A vignette of olden Colombian mores, The House describes a traditional family group: a man in suit and tie leaves the home as his family peers out behind windows and door; an older woman watches from a rocking chair perched on a balcony above, a dog from the cobblestoned street. Only the vultures perched atop the tiled roof and the surreptitious high-heeled shoe peeking around the corner of the house hint at something untoward.
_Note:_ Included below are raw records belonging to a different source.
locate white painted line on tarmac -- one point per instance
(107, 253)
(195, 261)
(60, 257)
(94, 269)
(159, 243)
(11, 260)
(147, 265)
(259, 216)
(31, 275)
The home is nestled within the Andean foothills, rendered in what Botero has called a “mini-hill landscape” just visible at the left of the canvas; the miniaturized green hills represent “another way of expressing freedom in the proportions I set up between my elements, just the way the painters of the thirteenth and fourteenth centuries did.”[4] Botero has long taken poetic license with size and scale, and The House is a study in dramatic distortion: the man’s height reaches to the second story of the house, the rocking chair is of dollhouse dimensions. “There is creative freedom in the case of improbable things,” he acknowledges. “Anytime I have to invent something for the purposes of composition, I am free to do so. Now, I never make a brush stroke unsanctioned by the history of art.”[5] While Botero is best known for his reinventions of the Old Masters, in The House he pays subtle homage to The Street (1933), a painting by Balthus—another sui generis modern artist and noted admirer of Piero della Francesca—that scandalized the public with its frozen figures and sexual allusion.

“Botero has left his own personal seal on this world, radically changing it in the process,” the Peruvian writer and intellectual Mario Vargas Llosa has observed. “Above all, as we have seen, he has inflated it, emptied it of psychology and paralysed it. Not only has he removed it from time, but also from violence, the misery and the struggles that, in the real world, are the counterweight to idyllic village life. Botero’s world gives the impression of peace and stability; no excess seems conceivable in this sleepy atmosphere. It is a compact, non-fragmented, aseptic, self-confident world that, in contrast to the chaotic, disturbed and irrational worlds of contemporary artists, proposes serenity and logic, an everyday order, love and confidence in life, and a sense of elegance and decoration that are classical.”[6]

Abby McEwen, Assistant Professor, University of Maryland, College Park

1 Fernando Botero, quoted in Werner Spies, “‘I’m the most Colombian of Colombian artists’: A Conversation with Fernando Botero,” Fernando Botero: Paintings and Drawings (Munich: Prestel-Verlag, 1992), 158.
2 Botero, quoted in Ana María Escallón, “From the Inside Out: An Interview with Fernando Botero,” Botero: New Works on Canvas (New York: Rizzoli, 1997), 10.
3 John Sillevis, “Botero’s Baroque,” in The Baroque World of Fernando Botero (Alexandria, Va.: Art Services International, 2006), 29.
4 Botero, quoted in Germán Arciniegas, “An interview with Fernando Botero,” Fernando Botero (New York: Harry N. Abrams, Inc., 1977), 54.
5 Botero, quoted in Escallón, “From the Inside Out,” 30.
6 Mario Vargas Llosa, “A Sumptuous Abundance,” in Fernando Botero (Stockholm: Moderna Museet, 2001), 22.